Figure 2 displays the results of service trips to a typical chemical plant, regarding the maintenance of a transmitter.

All routine checks to the plant found no problems, and of the trips that were a reaction to a problem, almost half found no fault.

Therefore, the data shows that the majority of service trips are unnecessary.

Eliminating such unnecessary inspections would ultimately reduce maintenance costs, and therefore improve the economic efficiency of the plant.

It is therefore of equal importance to know when an instrument is fully functioning, as it is to know when it has failed.

If the health of an instrument were known at all times, those unnecessary maintenance trips could be eradicated.

There have been many attempts to improve plant availability by applying signal validation schemes to process control systems.

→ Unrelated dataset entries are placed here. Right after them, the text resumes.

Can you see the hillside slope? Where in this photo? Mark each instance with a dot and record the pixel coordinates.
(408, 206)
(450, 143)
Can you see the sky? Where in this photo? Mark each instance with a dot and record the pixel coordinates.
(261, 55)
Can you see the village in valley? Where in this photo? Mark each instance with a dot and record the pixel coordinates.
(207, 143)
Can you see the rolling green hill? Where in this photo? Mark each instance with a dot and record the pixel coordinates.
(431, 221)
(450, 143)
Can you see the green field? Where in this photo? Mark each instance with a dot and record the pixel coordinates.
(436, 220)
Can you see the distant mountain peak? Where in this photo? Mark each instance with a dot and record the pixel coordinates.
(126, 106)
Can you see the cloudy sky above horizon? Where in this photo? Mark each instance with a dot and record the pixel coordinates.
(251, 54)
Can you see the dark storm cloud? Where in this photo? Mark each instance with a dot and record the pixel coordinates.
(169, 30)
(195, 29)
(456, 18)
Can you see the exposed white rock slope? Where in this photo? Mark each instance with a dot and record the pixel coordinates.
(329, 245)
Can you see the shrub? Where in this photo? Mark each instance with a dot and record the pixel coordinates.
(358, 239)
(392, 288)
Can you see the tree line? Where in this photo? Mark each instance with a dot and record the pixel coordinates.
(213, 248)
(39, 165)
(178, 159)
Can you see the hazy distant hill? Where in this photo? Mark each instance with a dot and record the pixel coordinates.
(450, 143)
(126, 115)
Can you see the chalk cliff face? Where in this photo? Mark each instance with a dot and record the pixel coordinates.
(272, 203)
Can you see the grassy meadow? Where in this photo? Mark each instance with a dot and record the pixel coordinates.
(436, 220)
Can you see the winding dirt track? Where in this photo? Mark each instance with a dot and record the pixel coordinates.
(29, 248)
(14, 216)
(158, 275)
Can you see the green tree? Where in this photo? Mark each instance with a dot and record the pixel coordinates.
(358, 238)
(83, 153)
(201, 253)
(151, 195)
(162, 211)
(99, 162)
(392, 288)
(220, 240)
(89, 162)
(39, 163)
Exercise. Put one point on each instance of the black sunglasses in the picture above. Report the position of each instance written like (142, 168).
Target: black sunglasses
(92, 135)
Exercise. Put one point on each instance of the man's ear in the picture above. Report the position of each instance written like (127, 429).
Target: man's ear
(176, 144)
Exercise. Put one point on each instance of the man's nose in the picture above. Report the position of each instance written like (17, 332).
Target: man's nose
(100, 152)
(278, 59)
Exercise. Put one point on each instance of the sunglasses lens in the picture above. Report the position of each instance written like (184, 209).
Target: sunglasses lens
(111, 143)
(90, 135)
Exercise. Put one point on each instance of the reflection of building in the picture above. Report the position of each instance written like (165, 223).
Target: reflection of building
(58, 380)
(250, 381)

To detect signal anomalies in the past, engineers would utilise consistency checking or model-based techniques, whereby the normal behaviour of a sensor is modelled by auto-regression time series and then its behaviour monitored.

Signal validation has since been integrated with high-level control systems and their data acquisition systems.

However, these schemes showed signs of inefficiency.

Occurrences of signal linearisation, damping, and communication delays can mask the true readings of the sensors, and could result in the loss of critical information hidden in the raw data, rendering the results inaccurate.

Transmitters are devices that contact processes and provide measurements on these processes.

However, performing anomaly detection is another task.

Driven by demands to improve asset management and diagnostics technology, considerable advances have occurred in communications and software over recent years, leading to a new generation system of 'field-based systems'.

Field-based systems provide the ability to network field devices, such as sensors, valves and motors, with controls and asset management systems to offer an integrated information system that can be used for both control and automated maintenance.

In a modern field-based network, the transmitter is able to provide diagnostics information on the health of the sensor and the health of the general process, including the condition of equipment connected to the process, such as the valve and compressor.

Transmitters can now be made aware of changes in their environment.

Asset Management can be defined by 'properly maintaining product equipment to deliver maximum performance and service life at minimal cost'.

Included in the asset management system are smart field devices, namely transmitters, communication protocol and on-line software.

The foundation of an integrated plant Asset Management System is to provide a standard set of diagnostics from networked field devices and provide advanced maintenance scheduling.

The ultimate aim of the Asset Management System will be to increase plant uptime and reduce maintenance costs.

Utilising smart transmitters for anomaly detection, in addition to introducing open-networking and on-line software systems, will ultimately improve both economic efficiency and plant performance.

As industry increasingly demands improved performance, productivity and efficiency, the transmitters' function and responsibility in the process is expected to change dramatically.